Check if a Directed Graph Contains an Eulerian Path in C++

The Euler path is a path using which we can visit every edge exactly once in a graph. The same vertex can be used for multiple times. The source and destination nodes in the Euler path are different. If the source and destination node become the same, then the Eulerian path is also an Eulerian cycle. In this article, our task is to check if there exists an Eulerian path in the given directed graph.

Example of Eulerian Path

The figure below displays that an Eulerian path exists in the given directed graph. We can see that the starting and ending nodes are not the same in the Eulerian path.

Conditions for Checking Eulerian Path in Directed Graph

The conditions for checking an directed graph if there is any Eulerian path or not, are given below. If any of these conditions fails, the graph has no Eulerian path.

• Condition 1: The given directed graph should be a connected graph either strongly connected or weekly connected.
• Condition 2: There must be one single vertex a_n such as in-degree + 1 = out-degree.
• Condition 3: There must be one single vertex b_n such as in-degree = out-degree + 1.
• Condition 4: The remaining vertices should have in-degree = out-degree.

Steps to Check Eulerian Path in Directed Graph

The steps given below are used to check if the given directed graph has an Eulerian path or not:

• We defined the number of nodes and provided the adjacency matrix of the graph.
• Then we check all the conditions required for the Eulerian path in the graph.
• First, we check if the graph is connected or not. For this, we have used the Depth-First Search(DFS) algorithm to mark the nodes as visited.
• In the hasEulerianPath() function, we have defined two counter variables i.e., in and out that keep the count of in-degree and out-degree of the nodes.
• Using the in and out-degree count of the nodes, we check for the remaining conditions(Condition 2, Condition 3, Condition 4) using the if/else condition and increase the counter start_nodes and end_nodes.
• If the value of start_nodes and end_nodes is 1, then it satisfies condition 2 (in-degree + 1 = out-degree) and condition 3 (in-degree = out-degree + 1) respectively.
• If all the conditions hold true, it returns "Eulerian Path Found".
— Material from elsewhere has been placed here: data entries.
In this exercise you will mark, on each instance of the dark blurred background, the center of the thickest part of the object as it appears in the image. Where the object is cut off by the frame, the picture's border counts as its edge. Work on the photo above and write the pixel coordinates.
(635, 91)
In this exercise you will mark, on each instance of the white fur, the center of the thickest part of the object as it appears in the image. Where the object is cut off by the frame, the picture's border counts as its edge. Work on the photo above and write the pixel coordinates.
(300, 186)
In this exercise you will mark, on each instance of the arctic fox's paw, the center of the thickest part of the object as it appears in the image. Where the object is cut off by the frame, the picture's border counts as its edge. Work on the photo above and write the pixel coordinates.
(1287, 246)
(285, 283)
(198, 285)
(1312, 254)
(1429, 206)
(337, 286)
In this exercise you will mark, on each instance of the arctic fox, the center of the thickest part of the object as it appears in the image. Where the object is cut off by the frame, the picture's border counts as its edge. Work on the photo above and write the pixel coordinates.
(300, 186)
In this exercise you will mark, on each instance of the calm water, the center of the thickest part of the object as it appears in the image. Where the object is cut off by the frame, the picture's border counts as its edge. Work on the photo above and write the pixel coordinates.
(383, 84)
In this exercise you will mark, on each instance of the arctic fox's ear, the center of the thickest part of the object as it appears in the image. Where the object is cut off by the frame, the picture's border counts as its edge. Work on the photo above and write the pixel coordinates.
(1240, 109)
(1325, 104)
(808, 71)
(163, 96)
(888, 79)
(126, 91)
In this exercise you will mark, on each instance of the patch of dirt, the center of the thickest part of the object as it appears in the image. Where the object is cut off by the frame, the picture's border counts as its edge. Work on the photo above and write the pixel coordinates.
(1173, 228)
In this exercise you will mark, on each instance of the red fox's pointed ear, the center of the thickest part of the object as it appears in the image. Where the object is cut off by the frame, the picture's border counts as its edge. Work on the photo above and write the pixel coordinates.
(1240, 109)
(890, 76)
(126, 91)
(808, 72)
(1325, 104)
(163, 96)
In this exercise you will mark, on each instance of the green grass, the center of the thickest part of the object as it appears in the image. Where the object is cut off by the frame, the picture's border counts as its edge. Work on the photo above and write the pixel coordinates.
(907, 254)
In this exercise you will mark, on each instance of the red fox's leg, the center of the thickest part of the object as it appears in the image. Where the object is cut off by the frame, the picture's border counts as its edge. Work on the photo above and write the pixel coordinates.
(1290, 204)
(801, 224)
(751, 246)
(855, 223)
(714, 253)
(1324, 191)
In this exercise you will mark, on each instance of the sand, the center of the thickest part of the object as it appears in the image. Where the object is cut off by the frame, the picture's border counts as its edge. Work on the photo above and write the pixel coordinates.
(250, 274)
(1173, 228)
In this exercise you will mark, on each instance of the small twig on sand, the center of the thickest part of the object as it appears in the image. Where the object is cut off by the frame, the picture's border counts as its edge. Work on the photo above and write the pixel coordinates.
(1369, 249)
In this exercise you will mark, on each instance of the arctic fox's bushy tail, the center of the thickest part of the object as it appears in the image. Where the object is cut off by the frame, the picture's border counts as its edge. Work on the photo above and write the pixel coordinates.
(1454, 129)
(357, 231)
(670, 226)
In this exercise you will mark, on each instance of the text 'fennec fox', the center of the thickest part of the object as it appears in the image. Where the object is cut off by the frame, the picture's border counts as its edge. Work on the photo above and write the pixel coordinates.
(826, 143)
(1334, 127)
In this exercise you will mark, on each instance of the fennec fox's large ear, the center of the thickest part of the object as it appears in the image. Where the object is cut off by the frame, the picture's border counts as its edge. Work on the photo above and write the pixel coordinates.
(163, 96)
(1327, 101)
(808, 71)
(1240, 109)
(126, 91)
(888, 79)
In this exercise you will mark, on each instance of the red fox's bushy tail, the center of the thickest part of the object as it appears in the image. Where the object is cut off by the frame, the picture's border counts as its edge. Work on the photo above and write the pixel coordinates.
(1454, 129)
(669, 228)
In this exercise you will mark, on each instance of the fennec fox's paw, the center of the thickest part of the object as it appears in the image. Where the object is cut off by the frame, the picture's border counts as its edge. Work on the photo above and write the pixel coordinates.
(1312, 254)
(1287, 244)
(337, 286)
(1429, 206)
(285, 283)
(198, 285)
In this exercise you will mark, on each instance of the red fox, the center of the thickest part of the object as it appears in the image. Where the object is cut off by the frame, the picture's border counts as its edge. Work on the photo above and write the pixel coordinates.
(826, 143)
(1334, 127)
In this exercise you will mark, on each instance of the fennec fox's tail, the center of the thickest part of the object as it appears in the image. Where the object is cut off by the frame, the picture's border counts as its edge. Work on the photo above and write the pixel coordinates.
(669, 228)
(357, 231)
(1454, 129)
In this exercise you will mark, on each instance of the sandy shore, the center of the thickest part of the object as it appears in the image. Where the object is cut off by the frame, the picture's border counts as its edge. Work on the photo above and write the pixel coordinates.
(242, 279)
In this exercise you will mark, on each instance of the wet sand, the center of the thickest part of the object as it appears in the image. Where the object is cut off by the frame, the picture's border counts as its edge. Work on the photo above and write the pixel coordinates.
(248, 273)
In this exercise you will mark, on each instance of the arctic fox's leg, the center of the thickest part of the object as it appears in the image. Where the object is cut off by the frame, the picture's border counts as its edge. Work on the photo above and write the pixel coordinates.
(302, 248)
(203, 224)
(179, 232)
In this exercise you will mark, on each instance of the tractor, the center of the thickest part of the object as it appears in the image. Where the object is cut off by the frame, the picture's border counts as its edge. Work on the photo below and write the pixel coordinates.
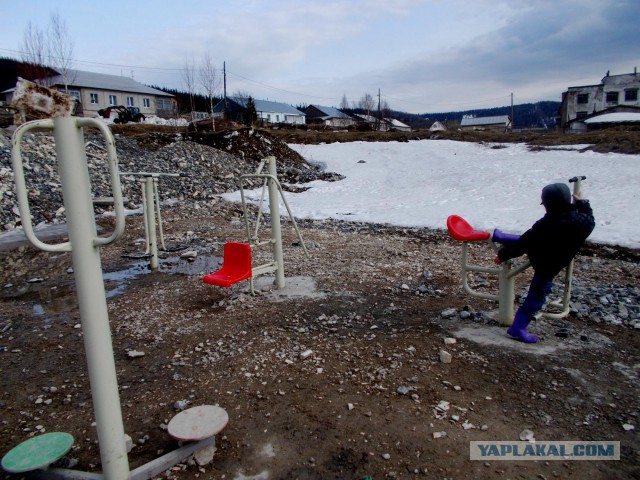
(125, 114)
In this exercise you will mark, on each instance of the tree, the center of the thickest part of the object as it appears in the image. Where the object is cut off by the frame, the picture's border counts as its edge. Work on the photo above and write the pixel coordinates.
(210, 82)
(34, 53)
(189, 78)
(367, 103)
(242, 95)
(344, 103)
(61, 49)
(251, 115)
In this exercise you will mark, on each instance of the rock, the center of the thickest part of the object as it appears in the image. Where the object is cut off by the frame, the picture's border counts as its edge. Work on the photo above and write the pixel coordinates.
(403, 390)
(448, 313)
(204, 456)
(445, 357)
(180, 405)
(128, 443)
(527, 435)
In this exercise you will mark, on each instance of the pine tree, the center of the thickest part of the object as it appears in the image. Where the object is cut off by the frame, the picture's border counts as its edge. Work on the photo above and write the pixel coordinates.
(251, 115)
C++ Implementation of Checking Eulerian Path in Directed Graph

The following code implements the above steps to check the directed graph for the Eulerian path.

#include <iostream>
#include <vector>
#include <stack>
#define NODE 5
using namespace std;

int graph[NODE][NODE] = {
    {0, 0, 1, 1, 0},
    {1, 0, 1, 0, 0},
    {0, 0, 0, 1, 0},
    {0, 1, 0, 0, 1},
    {1, 0, 0, 0, 0}
};

// Function to implement DFS
void dfs(int u, bool visited[], int g[NODE][NODE]) {
    visited[u] = true;
    for (int v = 0; v < NODE; v++) {
        if (g[u][v] && !visited[v])
            dfs(v, visited, g);
    }
}

// Function for checking if graph is connected or not 
bool isConnected() {
    bool visited[NODE] = {false};
    int start = -1;
    
    
    for (int i = 0; i < NODE; i++) {
        for (int j = 0; j < NODE; j++) {
            if (graph[i][j]) {
                start = i;
                break;
            }
        }
        if (start != -1) 
            break;
    }

    if (start == -1) 
        return true; 

    dfs(start, visited, graph);

    // Checking if all nodes are visited or not
    for (int i = 0; i < NODE; i++) {
        for (int j = 0; j < NODE; j++) {
            if ((graph[i][j] || graph[j][i]) && !visited[i])
                return false;
        }
    }

    return true;
}

// Function for checking if graph has Eulerian Path
bool hasEulerianPath() {
    if (!isConnected())
        return false;

    vector<int> in(NODE, 0), out(NODE, 0);
    for (int i = 0; i < NODE; i++) {
        for (int j = 0; j < NODE; j++) {
            if (graph[i][j]) {
                out[i]++;
                in[j]++;
            }
        }
    }

    int start_nodes = 0, end_nodes = 0;
    for (int i = 0; i < NODE; i++) {
        if (out[i] - in[i] == 1)    // Condition 2
            start_nodes++;
        else if (in[i] - out[i] == 1)   // Condition 3
            end_nodes++;
        else if (in[i] != out[i])   // Condition 4
            return false;
    }

    if ((start_nodes == 1 && end_nodes == 1) || (start_nodes == 0 && end_nodes == 0))
        return true;

    return false;
}

int main() {
    if (hasEulerianPath())
        cout << "Eulerian Path Found.";
    else
        cout << "No Eulerian Path Found.";
    return 0;
}

The output of the above code is as follows:

Eulerian Path Found.

Complexity to Check Eulerian Path in Directed Graph

• Time Complexity: The time complexity for checking the Eulerian path in the directed graph is O(v^2).
• Space Complexity: The space complexity for checking the Eulerian path in the directed graph is O(V^2).